Le comte les suivit des yeux, la main appuyée sur l’épaule du
jeune homme, dont la taille égalait presque la sienne; mais
aussitôt qu’ils eurent disparu derrière le mur:

- Raoul, dit le comte, nous partons ce soir pour Paris.

- Comment! dit le jeune homme en pâlissant.

- Vous pouvez aller présenter mes adieux et les vôtres à madame
de Saint-Remy. Je vous attendrai ici à sept heures.

Le jeune homme s’inclina avec une expression mêlée de douleur et
de reconnaissance, et se retira pour aller seller son cheval.
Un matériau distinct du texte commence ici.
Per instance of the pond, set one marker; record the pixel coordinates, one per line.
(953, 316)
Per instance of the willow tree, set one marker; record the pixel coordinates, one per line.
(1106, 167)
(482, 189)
Quant à d’Artagnan, à peine hors de vue de son côté, il avait tiré
la lettre de sa poche et l’avait relue:

«Revenez sur-le-champ à Paris.

«J.M...»

- La lettre est sèche, murmura d’Artagnan, et s’il n’y avait un
post-scriptum, peut-être ne l’eussé-je pas comprise; mais
heureusement il y a un_ post-scriptum._

Et il lut ce fameux _post-scriptum_ qui lui faisait passer par-
dessus la sécheresse de la lettre:

«_P.-S_. - Passez chez le trésorier du roi, à Blois: dites-lui
votre nom et montrez-lui cette lettre: vous toucherez deux cents
pistoles.»

- Décidément, dit d’Artagnan, j’aime cette prose, et le cardinal
écrit mieux que je ne croyais. Allons, Planchet, allons rendre
visite à monsieur le trésorier du roi, et puis piquons.

- Vers Paris, monsieur.

- Vers Paris.

Et tous deux partirent au plus grand trot de leurs montures.